Currently on display | Foyer Cabinet | Gallery of Modern Art
This display contains approximately 35 pieces of Pacific jewellery from the Gallery’s Collection and focuses on the diversity of media used by artists to create both lei and other forms of body adornment in the Pacific.
Throughout the Pacific, makers and wearers of jewellery embrace the diversity of materials available in the region. This display considers the influence of new materials brought to the Pacific and the ways in which Pacific artists deftly negotiate between natural, commercial and industrial resources, from barkcloth, crochet wool, kina shells, natural and commercial dyes to plastic soy-sauce containers and curling ribbon.

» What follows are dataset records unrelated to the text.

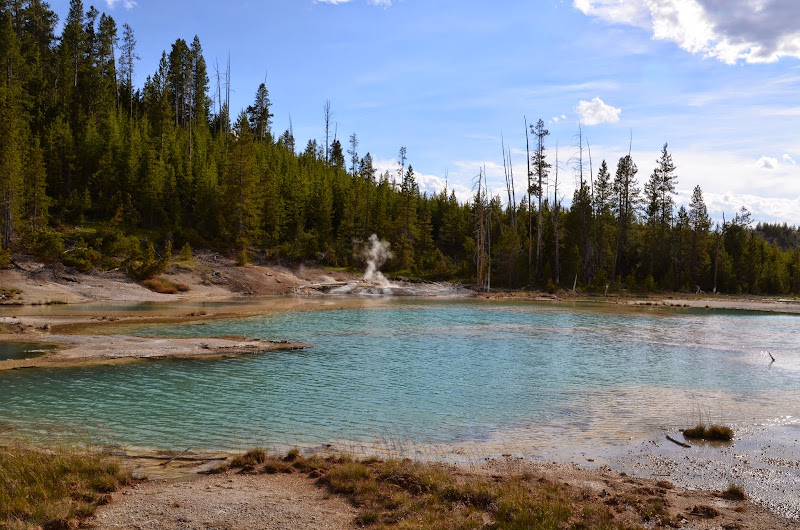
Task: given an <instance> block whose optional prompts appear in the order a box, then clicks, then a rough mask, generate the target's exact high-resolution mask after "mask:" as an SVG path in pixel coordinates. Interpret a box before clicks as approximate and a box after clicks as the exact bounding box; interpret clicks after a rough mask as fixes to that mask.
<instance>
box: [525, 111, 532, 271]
mask: <svg viewBox="0 0 800 530" xmlns="http://www.w3.org/2000/svg"><path fill="white" fill-rule="evenodd" d="M523 118H524V119H525V159H526V160H527V162H528V189H527V191H528V271H529V272H530V269H531V267H532V266H533V208H532V207H531V193H532V192H533V182H532V179H533V173H532V172H531V144H530V138H529V136H528V118H527V117H526V116H523Z"/></svg>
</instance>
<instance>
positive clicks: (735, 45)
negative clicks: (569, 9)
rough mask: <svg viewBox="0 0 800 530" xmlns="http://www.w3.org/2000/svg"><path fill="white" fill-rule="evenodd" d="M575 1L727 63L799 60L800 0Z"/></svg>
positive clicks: (574, 6) (658, 38)
mask: <svg viewBox="0 0 800 530" xmlns="http://www.w3.org/2000/svg"><path fill="white" fill-rule="evenodd" d="M573 5H574V7H575V8H576V9H578V10H580V11H581V12H582V13H584V14H586V15H589V16H593V17H597V18H600V19H602V20H604V21H606V22H611V23H614V24H625V25H630V26H636V27H640V28H644V29H646V30H649V31H650V32H652V34H653V38H654V39H659V40H669V41H672V42H675V43H676V44H677V45H678V46H680V47H681V48H682V49H684V50H686V51H688V52H690V53H702V54H703V56H704V57H713V58H716V59H718V60H720V61H722V62H724V63H728V64H734V63H736V62H738V61H740V60H742V61H745V62H748V63H770V62H775V61H778V60H779V59H781V58H782V57H795V58H800V2H798V1H797V0H573Z"/></svg>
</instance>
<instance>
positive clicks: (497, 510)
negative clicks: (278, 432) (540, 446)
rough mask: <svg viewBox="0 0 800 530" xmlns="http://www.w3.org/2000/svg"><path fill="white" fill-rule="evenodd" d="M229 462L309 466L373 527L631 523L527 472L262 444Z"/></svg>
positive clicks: (362, 519) (405, 526) (233, 462)
mask: <svg viewBox="0 0 800 530" xmlns="http://www.w3.org/2000/svg"><path fill="white" fill-rule="evenodd" d="M265 457H266V458H265ZM227 469H234V470H238V471H239V472H241V473H251V474H256V473H292V472H300V473H306V474H308V475H309V476H310V477H313V478H317V483H318V484H319V485H320V486H322V487H325V488H326V489H327V490H328V491H329V492H330V493H332V494H339V495H343V496H345V497H346V498H348V499H349V500H350V502H352V503H353V505H354V506H355V507H356V508H357V509H358V512H359V515H358V517H357V520H356V522H357V523H358V524H359V525H361V526H369V527H372V528H441V529H449V528H454V529H455V528H484V527H489V528H498V529H523V528H526V529H527V528H595V529H612V528H628V526H626V525H624V524H621V523H618V522H616V521H615V519H614V514H613V512H612V511H611V510H610V509H609V507H608V506H606V505H605V504H602V503H600V502H597V501H595V500H590V499H586V498H585V496H584V495H582V494H581V493H580V492H578V491H576V490H575V489H574V488H571V487H570V486H567V485H565V484H555V483H552V482H550V481H547V480H545V479H534V478H533V477H531V476H530V475H528V474H526V475H521V474H520V475H518V476H504V477H491V478H490V477H486V476H482V475H478V474H471V473H465V472H463V471H462V470H460V469H458V468H455V467H451V466H447V465H444V464H435V463H421V462H414V461H411V460H408V459H402V460H380V459H377V458H369V459H362V460H356V459H352V458H350V457H348V456H341V455H340V456H328V457H324V458H323V457H320V456H309V457H305V456H302V455H300V453H299V452H298V451H297V450H293V451H291V452H290V453H289V454H287V455H286V456H285V457H283V458H277V457H269V456H266V454H265V452H264V451H263V450H261V449H258V450H253V451H249V452H248V453H246V454H245V455H242V456H240V457H237V458H235V459H234V460H233V461H232V462H231V464H230V466H226V467H224V468H221V469H219V470H218V471H225V470H227ZM653 511H654V512H659V510H658V509H654V510H653ZM652 515H653V516H656V515H657V514H656V513H653V514H652Z"/></svg>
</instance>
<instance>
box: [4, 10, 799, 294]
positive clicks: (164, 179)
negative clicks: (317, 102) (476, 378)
mask: <svg viewBox="0 0 800 530" xmlns="http://www.w3.org/2000/svg"><path fill="white" fill-rule="evenodd" d="M56 26H57V17H56V15H55V14H54V13H53V11H52V10H51V9H50V6H49V5H48V4H47V3H46V2H43V1H40V0H4V1H3V3H2V7H1V8H0V68H1V69H2V72H1V73H2V75H0V208H2V215H1V216H0V230H1V233H2V237H1V238H0V245H1V246H0V264H1V265H3V266H9V264H10V263H11V261H12V252H19V253H26V254H30V255H34V256H36V257H37V258H38V259H39V260H41V261H43V262H46V263H55V262H61V263H63V264H65V265H67V266H70V267H74V268H76V269H78V270H81V271H87V270H91V269H93V268H96V269H112V268H117V267H124V268H125V270H126V271H127V273H128V275H129V276H131V277H132V278H134V279H137V280H140V279H145V278H147V277H150V276H153V275H155V274H157V273H158V272H159V271H160V270H163V266H165V264H166V262H167V261H168V260H169V258H170V255H171V253H172V252H173V250H174V251H176V252H177V250H178V249H180V248H210V249H214V250H215V251H217V252H222V253H225V254H226V255H229V256H231V257H235V258H236V259H237V262H238V263H240V264H244V263H247V262H248V261H253V260H268V261H283V262H287V263H302V262H314V263H317V264H322V265H325V266H330V267H345V268H355V267H362V266H363V258H361V257H360V248H361V247H362V246H363V242H364V241H366V240H367V238H369V236H370V235H371V234H373V233H374V234H377V235H378V237H380V238H381V239H384V240H386V241H388V242H389V243H390V244H391V250H392V253H393V257H392V259H391V260H390V261H389V262H388V263H387V264H386V266H385V267H384V269H385V270H387V271H389V272H390V274H392V275H395V276H404V277H407V278H417V279H425V280H449V281H458V282H462V283H463V284H472V285H475V286H476V287H477V288H487V289H488V288H490V287H491V288H530V289H542V290H549V291H554V290H556V289H578V290H584V291H594V292H620V291H621V290H623V289H624V290H627V291H629V292H647V291H659V290H660V291H683V292H696V291H698V290H702V291H705V292H721V293H753V294H776V295H777V294H790V293H791V294H798V293H800V236H798V233H797V230H796V229H795V228H793V227H787V226H786V225H782V226H781V225H773V224H768V223H764V224H757V225H756V224H755V220H753V219H751V216H750V213H749V212H748V211H747V210H746V209H744V208H742V209H741V210H740V211H738V212H731V214H730V215H729V216H727V217H726V218H725V219H724V220H720V222H713V223H712V221H711V219H710V218H709V214H708V211H707V208H706V204H705V202H704V199H703V192H702V190H701V189H700V187H699V186H696V187H694V192H693V194H692V197H691V202H690V204H689V205H688V207H687V206H680V207H678V206H677V204H676V200H675V199H676V185H677V184H678V173H679V172H678V169H677V168H676V165H678V163H677V162H676V161H673V159H672V155H671V154H670V151H669V146H668V145H667V144H666V143H665V144H664V145H663V149H662V150H661V155H660V157H659V158H658V160H637V161H634V160H633V159H632V157H631V156H630V154H627V153H621V154H620V157H619V159H618V160H603V161H602V162H601V163H599V164H598V163H597V161H594V162H592V161H591V159H590V156H589V154H588V151H587V148H586V145H585V142H584V139H583V137H582V136H581V134H580V131H579V134H578V141H577V142H576V147H577V153H578V154H577V156H575V157H572V158H571V159H570V160H569V161H568V162H565V161H563V160H561V161H559V160H558V154H557V149H554V147H553V146H551V145H549V144H548V131H547V129H546V128H545V125H544V123H543V121H542V120H538V121H537V122H536V123H526V124H525V131H524V132H525V133H526V136H527V138H526V140H527V142H528V146H529V152H528V160H527V161H526V164H524V165H523V167H522V168H519V166H518V167H517V168H512V167H511V166H510V161H508V162H507V163H505V164H504V165H505V166H506V175H505V177H506V182H507V184H508V186H507V193H504V194H503V195H504V196H502V197H501V196H500V195H492V194H490V193H489V192H488V190H487V185H486V174H485V171H484V170H483V169H482V168H476V169H475V173H476V174H477V177H476V179H475V185H474V192H473V198H472V199H471V200H470V201H468V202H462V201H459V200H457V198H456V195H455V193H454V192H453V191H452V190H447V189H445V190H442V191H441V192H439V193H436V194H434V195H428V194H422V193H420V190H419V186H418V184H417V182H416V179H415V173H414V169H413V165H412V158H413V154H411V153H408V154H407V153H406V149H405V148H404V147H401V148H400V149H399V154H398V157H397V166H396V170H394V171H384V172H382V173H381V172H379V171H377V170H376V169H375V167H374V166H373V158H372V156H371V155H370V153H369V152H366V151H365V150H363V149H362V148H361V145H362V143H361V140H360V139H359V138H358V137H357V135H356V134H355V133H353V134H351V135H348V139H347V140H344V141H341V140H340V139H338V138H334V135H333V134H332V131H331V130H330V126H331V124H330V103H326V104H325V107H324V109H323V112H321V113H320V130H321V131H322V130H324V132H325V137H324V138H323V139H322V140H315V139H311V140H308V141H307V143H305V144H302V143H296V140H295V137H294V134H293V131H292V129H291V128H289V129H288V130H285V131H282V132H280V131H274V130H273V129H272V114H271V112H270V109H271V102H270V98H269V91H268V88H267V86H265V84H261V85H260V86H258V87H252V88H253V98H252V104H251V105H249V106H248V107H247V108H245V109H242V110H238V111H237V110H234V109H230V108H229V103H228V102H229V101H230V95H229V93H228V94H226V90H224V89H223V88H222V87H226V86H228V87H229V86H230V83H229V79H226V78H225V77H226V76H229V73H227V72H224V71H223V72H219V71H218V69H214V70H216V73H215V75H214V76H211V75H210V68H209V65H208V64H207V62H206V60H205V58H204V57H203V49H202V46H201V42H200V39H199V38H198V37H197V36H195V37H194V38H193V39H192V40H191V41H186V40H184V39H182V38H178V39H177V40H175V42H174V43H173V44H172V45H171V46H170V47H169V49H167V50H165V51H164V52H163V54H162V56H161V60H160V63H159V65H158V69H157V70H156V71H155V72H151V73H149V75H147V78H146V81H145V82H144V84H143V86H141V87H136V86H134V84H133V79H134V75H133V74H134V70H135V68H136V67H137V61H138V60H139V57H138V55H137V42H136V37H135V33H134V29H133V28H131V27H130V26H128V25H127V24H126V25H123V26H122V27H117V25H116V22H115V21H114V19H113V18H111V17H110V16H108V15H106V14H101V13H100V12H98V10H97V9H95V8H94V7H90V8H89V9H88V10H87V9H86V7H85V6H84V5H83V3H82V2H81V1H80V0H72V1H71V2H70V10H69V15H68V17H67V18H66V20H65V21H64V25H63V31H62V33H61V35H60V36H57V35H56V34H55V29H56ZM220 77H222V78H223V79H221V80H220ZM310 104H317V103H316V102H310ZM523 111H524V109H521V112H520V122H521V126H520V131H522V121H523V119H522V115H523ZM364 144H366V141H364ZM498 152H501V147H500V146H498ZM502 152H503V158H504V162H506V156H505V155H506V153H505V147H503V148H502ZM593 166H594V167H593ZM514 169H516V173H517V177H516V182H515V180H514V179H515V177H514ZM526 172H527V175H526ZM559 173H561V175H559ZM520 175H522V178H520ZM573 175H576V177H575V178H576V181H577V182H578V183H579V185H578V186H577V190H576V191H575V192H574V194H573V196H572V197H571V200H568V201H567V200H565V199H564V197H563V189H565V188H566V186H565V185H564V182H566V181H567V179H568V178H572V176H573ZM559 179H561V183H559ZM559 184H560V185H561V189H562V194H561V195H560V194H559ZM683 184H684V185H685V184H686V183H683ZM518 193H519V196H522V199H521V200H519V201H518V200H517V197H518Z"/></svg>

Many of these works were purchased in 2003 during the annual Pasifika Festival in Auckland, New Zealand, and the Ninth Festival of Pacific Arts, held in the Republic of Palau in 2004. Festivals provide an important platform for Pacific women whose practice might not otherwise be visible. Lei, baskets, fans and mats are often produced specifically for a festival event and reveal interesting shifts between customary and contemporary in Pacific culture. These festivals also encourage the transfer of customary knowledge and practices to younger generations.
A ceremonial, celebrative and performative object, the lei has undergone many changes but retains its significance in renewing and representing culture across the Pacific diaspora. Some of these objects were produced with the idea that they are disposable, but that knowledge is both retained and gained through the making process. Other works, such as those by Sofia Tekela-Smith and Niki Hastings-McFall, who are both represented by fine art dealers, are produced with private collectors or public institutions in mind.